Top 20 mutuelle collective

Du nouveau dans le top 10 de la mutuelle collective

Le leader du marché reste inchangé en 2019 : Siaci Saint-Honoré, avec un chiffre d’affaires santé de 227 millions d’euros, maintient un écart considérable avec le second du classement, le groupe Henner et ses 88 millions d’euros.

La troisième place du podium, si elle est attribuée en pratique à Verspieren (59,3 millions d’euros), devrait normalement revenir à Gras Savoye Willis Towers Watson (GSWTW), qui n’apparaît pas dans le tableau à défaut d’avoir communiqué une ventilation de son chiffre d’affaires entre santé et prévoyance. GSWTW, par ailleurs, est appelé à consolider son statut dominant en 2020 et à atteindre la deuxième place du fait de sa fusion récente avec Aon France.

Les courtiers Génération et April, avec un chiffre d’affaires en mutuelle collective qui s’élève respectivement à 54 et 49 millions d’euros, occupent la quatrième et la cinquième place.

A noter l’installation d’Entoria, par ailleurs leader de la prévoyance collective, à une confortable sixième place concernant la santé.
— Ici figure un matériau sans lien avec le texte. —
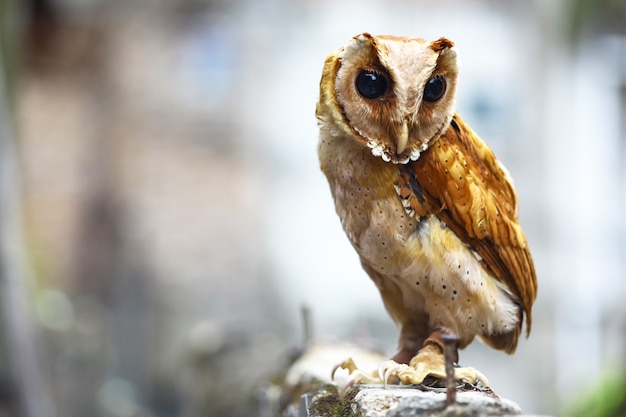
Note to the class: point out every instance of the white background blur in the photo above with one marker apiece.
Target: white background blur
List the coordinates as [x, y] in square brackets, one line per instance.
[177, 218]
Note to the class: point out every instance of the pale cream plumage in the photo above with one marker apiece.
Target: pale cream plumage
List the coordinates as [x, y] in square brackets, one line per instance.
[429, 209]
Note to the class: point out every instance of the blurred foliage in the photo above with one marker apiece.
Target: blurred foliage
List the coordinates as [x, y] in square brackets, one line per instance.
[603, 16]
[607, 399]
[9, 35]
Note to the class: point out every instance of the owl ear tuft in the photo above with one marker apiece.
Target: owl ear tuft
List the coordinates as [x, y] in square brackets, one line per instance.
[441, 44]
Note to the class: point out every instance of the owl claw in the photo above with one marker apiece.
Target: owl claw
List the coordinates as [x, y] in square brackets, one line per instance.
[415, 373]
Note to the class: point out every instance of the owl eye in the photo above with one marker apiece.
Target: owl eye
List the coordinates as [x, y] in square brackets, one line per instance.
[370, 84]
[435, 87]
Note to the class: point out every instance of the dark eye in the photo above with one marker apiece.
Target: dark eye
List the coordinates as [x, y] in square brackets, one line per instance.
[435, 87]
[370, 84]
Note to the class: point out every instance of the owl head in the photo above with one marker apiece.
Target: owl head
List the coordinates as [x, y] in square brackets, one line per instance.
[395, 95]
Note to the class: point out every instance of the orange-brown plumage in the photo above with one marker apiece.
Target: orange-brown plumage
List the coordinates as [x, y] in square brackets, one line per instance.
[427, 206]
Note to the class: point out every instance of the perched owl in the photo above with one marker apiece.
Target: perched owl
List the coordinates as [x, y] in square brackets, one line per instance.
[430, 210]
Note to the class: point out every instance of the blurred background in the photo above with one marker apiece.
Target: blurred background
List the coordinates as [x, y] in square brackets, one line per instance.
[164, 219]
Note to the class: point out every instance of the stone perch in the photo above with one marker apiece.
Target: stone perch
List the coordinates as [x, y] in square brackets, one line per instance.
[306, 390]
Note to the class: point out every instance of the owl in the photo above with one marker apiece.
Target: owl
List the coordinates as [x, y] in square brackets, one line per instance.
[431, 212]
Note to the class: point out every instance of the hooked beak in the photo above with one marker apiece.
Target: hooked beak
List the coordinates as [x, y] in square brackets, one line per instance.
[402, 139]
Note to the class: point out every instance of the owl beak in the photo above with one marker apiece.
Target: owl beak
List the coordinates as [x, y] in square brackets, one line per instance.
[402, 139]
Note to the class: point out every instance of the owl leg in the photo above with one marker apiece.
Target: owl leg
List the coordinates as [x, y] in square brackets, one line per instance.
[430, 362]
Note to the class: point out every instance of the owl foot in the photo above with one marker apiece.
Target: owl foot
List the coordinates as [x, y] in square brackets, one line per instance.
[429, 362]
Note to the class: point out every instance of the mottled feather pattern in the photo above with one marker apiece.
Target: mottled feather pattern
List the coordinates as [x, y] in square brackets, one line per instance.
[462, 183]
[429, 209]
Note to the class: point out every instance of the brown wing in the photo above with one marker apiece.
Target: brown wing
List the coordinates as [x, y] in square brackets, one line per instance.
[460, 181]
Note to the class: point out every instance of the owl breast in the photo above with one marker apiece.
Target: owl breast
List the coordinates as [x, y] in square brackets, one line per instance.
[427, 276]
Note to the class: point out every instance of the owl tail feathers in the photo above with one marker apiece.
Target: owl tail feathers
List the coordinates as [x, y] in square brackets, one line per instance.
[503, 341]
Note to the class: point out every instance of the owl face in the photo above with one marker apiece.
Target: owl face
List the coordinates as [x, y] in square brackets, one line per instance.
[395, 95]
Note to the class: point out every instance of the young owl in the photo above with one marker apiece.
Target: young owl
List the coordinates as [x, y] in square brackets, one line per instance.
[430, 210]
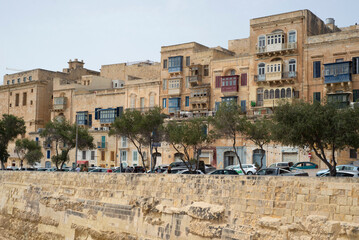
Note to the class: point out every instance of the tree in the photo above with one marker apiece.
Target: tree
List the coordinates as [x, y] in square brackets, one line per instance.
[321, 127]
[229, 123]
[63, 135]
[258, 131]
[140, 128]
[10, 127]
[188, 135]
[28, 150]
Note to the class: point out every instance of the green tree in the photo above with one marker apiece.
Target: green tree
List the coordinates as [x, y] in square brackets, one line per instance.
[321, 127]
[28, 150]
[63, 135]
[259, 132]
[140, 128]
[10, 127]
[229, 123]
[188, 135]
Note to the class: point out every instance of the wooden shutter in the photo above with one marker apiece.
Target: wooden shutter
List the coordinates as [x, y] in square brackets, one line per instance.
[244, 79]
[218, 81]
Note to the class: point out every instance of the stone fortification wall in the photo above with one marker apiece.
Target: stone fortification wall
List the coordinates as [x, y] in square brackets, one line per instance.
[138, 206]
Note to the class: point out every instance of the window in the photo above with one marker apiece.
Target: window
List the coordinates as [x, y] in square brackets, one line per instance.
[17, 99]
[24, 99]
[142, 103]
[355, 95]
[218, 81]
[355, 65]
[188, 61]
[292, 65]
[187, 101]
[174, 84]
[244, 79]
[81, 118]
[353, 153]
[135, 158]
[175, 64]
[292, 36]
[271, 94]
[123, 156]
[124, 141]
[277, 93]
[152, 100]
[261, 68]
[289, 93]
[316, 97]
[316, 69]
[205, 70]
[187, 81]
[261, 41]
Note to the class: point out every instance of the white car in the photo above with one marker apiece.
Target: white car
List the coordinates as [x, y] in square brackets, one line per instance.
[250, 169]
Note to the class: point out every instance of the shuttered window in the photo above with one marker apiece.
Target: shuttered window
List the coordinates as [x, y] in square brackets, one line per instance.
[244, 79]
[316, 69]
[218, 81]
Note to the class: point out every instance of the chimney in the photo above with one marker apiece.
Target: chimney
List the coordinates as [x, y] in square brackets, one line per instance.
[330, 23]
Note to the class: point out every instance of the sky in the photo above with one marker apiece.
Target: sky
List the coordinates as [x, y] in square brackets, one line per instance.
[48, 33]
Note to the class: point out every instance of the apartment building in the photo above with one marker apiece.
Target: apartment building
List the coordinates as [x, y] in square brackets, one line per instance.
[287, 56]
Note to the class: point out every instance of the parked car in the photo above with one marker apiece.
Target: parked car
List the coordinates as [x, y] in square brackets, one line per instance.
[188, 172]
[284, 165]
[99, 170]
[224, 172]
[280, 172]
[248, 168]
[305, 165]
[342, 174]
[340, 168]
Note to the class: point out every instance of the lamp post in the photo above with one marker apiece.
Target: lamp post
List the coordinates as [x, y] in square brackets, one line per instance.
[77, 136]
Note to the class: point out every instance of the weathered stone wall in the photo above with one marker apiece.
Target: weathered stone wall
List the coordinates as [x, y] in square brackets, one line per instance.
[138, 206]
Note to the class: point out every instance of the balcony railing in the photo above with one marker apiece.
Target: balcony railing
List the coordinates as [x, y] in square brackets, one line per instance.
[101, 145]
[275, 76]
[277, 47]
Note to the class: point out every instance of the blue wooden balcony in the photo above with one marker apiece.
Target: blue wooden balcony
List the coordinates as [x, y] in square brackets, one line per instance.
[337, 72]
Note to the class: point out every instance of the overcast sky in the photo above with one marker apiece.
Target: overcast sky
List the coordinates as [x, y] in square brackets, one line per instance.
[47, 33]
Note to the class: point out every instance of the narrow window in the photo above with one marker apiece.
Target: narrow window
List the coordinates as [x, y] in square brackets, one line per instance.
[24, 99]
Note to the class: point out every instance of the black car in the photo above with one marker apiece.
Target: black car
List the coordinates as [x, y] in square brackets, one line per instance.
[223, 172]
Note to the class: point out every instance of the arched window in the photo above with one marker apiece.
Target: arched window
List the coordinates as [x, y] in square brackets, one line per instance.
[261, 41]
[289, 93]
[277, 93]
[292, 36]
[261, 68]
[271, 94]
[266, 94]
[292, 65]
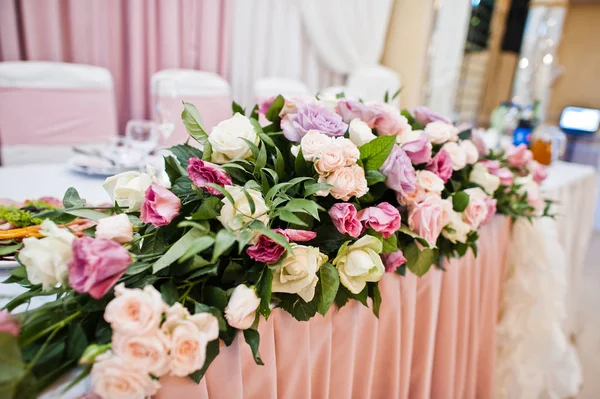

Rappelons que ce groupe est né en 2018 du rapprochement de Ciprés  et Axelliance, et confirme donc son statut de nouveau poids-lourd sur le marché.

Les quatre dernières places du top 10 sont occupées, dans l’ordre, par Verlingue (39,6 millions), Colonna (35,7 millions), Diot (18,8 millions) et Roederer (17,8 millions).

Des perspectives de croissance plus mitigées pour 2020

Les professionnels du secteur ne cachent pas leurs inquiétudes concernant l’évolution de leurs résultats en 2020. Outre l’impact direct et évident de la crise sanitaire liée au Covid-19 sur les remboursements de soins, le directeur général adjoint d’Entoria Richard Locatelli pointe deux défis majeurs pour l’exercice en cours.

  • La résiliation infra-annuelle des contrats santé en collective, prévue par la loi n° 2019-733 du 14 juillet 2019, devrait entrer en vigueur au 1er décembre 2020. Cette nouvelle faculté offerte aux employeurs devrait augmenter la volatilité du marché et pourrait avoir selon Richard Locatelli des effets pervers, comme une augmentation des fraudes au tiers-payant et une augmentation du coût des contrats.
  • La taxe exceptionnelle Covid va prochainement s’imputer sur le chiffre d’affaires des professionnels de la santé collective, à hauteur de 2,6% pour l’exercice 2020 puis de 1,3% pour l’exercice 2021. Le report partiel ou total de cette charge supplémentaire sur les entreprises adhérentes est évidemment à craindre.

Ces difficultés, associées aux tensions croissantes sur le marché de la prévoyance collective du fait de l’explosion prévisible du coût de la portabilité des droits, pourraient entraîner des modifications profondes et brutales dans le classement de L’Argus de l’Assurance de l’année prochaine.